Israel’s Disobedience Is Remembered

from the reading plan


Deuteronomy 1:1-46, Deuteronomy 2:1-23, Numbers 14:33-34


I could fill a book with stories of my siblings getting me into trouble. It is a bit harder for me to think of a time my parents got me into trouble. Once, my dad took me and my brother fishing in a drinking water reservoir. It was a great fishing spot—until a game warden showed up and kicked us out, threatening to arrest my dad. My dad’s mistake only cost me half a day of fishing. In Deuteronomy, Moses addressed a people whose parents cost them a lot more.

Before they crossed over into the promised land, Moses reminded the Israelite people of their history and God’s faithfulness. This moment marked the end of a forty year struggle in a desert wilderness. Their lives in the wilderness were the result of disobedience—but not their own disobedience. It was their parents’ sin that started their forty years of wanderings.

But their parent’s story was part of their story as a nation. Before they moved forward into the promised land, they needed to be reminded of their history. Moses begins by reminding them of the consequences of sin and disobedience. But his address isn’t just a reminder of how their parents failed. His teaching instead focuses on God’s providence for His people, and how God had been faithful—not only to their parents, but to them. 

“For the LORD your God has blessed you in all the work of your hands. He has watched over your journey through this immense wilderness. The LORD your God has been with you these past forty years, and you have lacked nothing” (Deuteronomy 2:7). 
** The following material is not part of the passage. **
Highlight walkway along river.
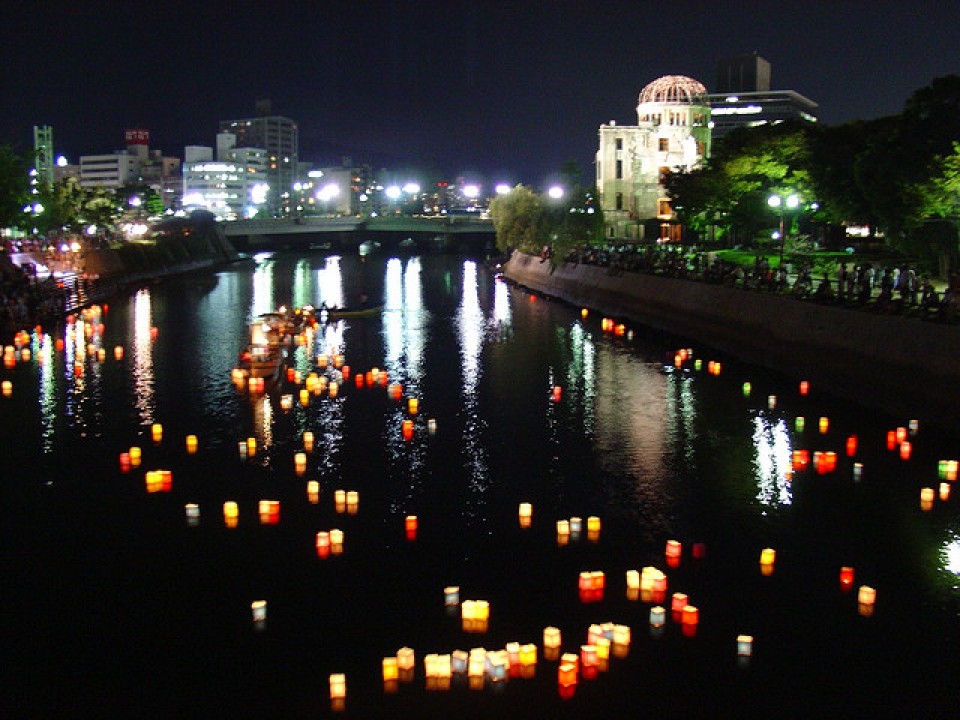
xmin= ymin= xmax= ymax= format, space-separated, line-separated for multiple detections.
xmin=503 ymin=253 xmax=960 ymax=432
There is no question in this story that God has kept His promise to these people, and that He will continue to keep His promises to this new generation and beyond. Whatever their ancestors had done, they had not ruined God’s plan for His people. God was still providing and blessing and guiding them. His anger had burned against the men and women who balked at inheriting the home he offered them. But He never stopped offering Himself or moving them toward that promised home. 

Like Moses’s audience, we too can be sure of what God has promised. Our blessings and our  inheritance are found in Christ (Ephesians 1:3–14). We can hold tight to His promises, remembering the ways our God has already been faithful both to past generations and to us.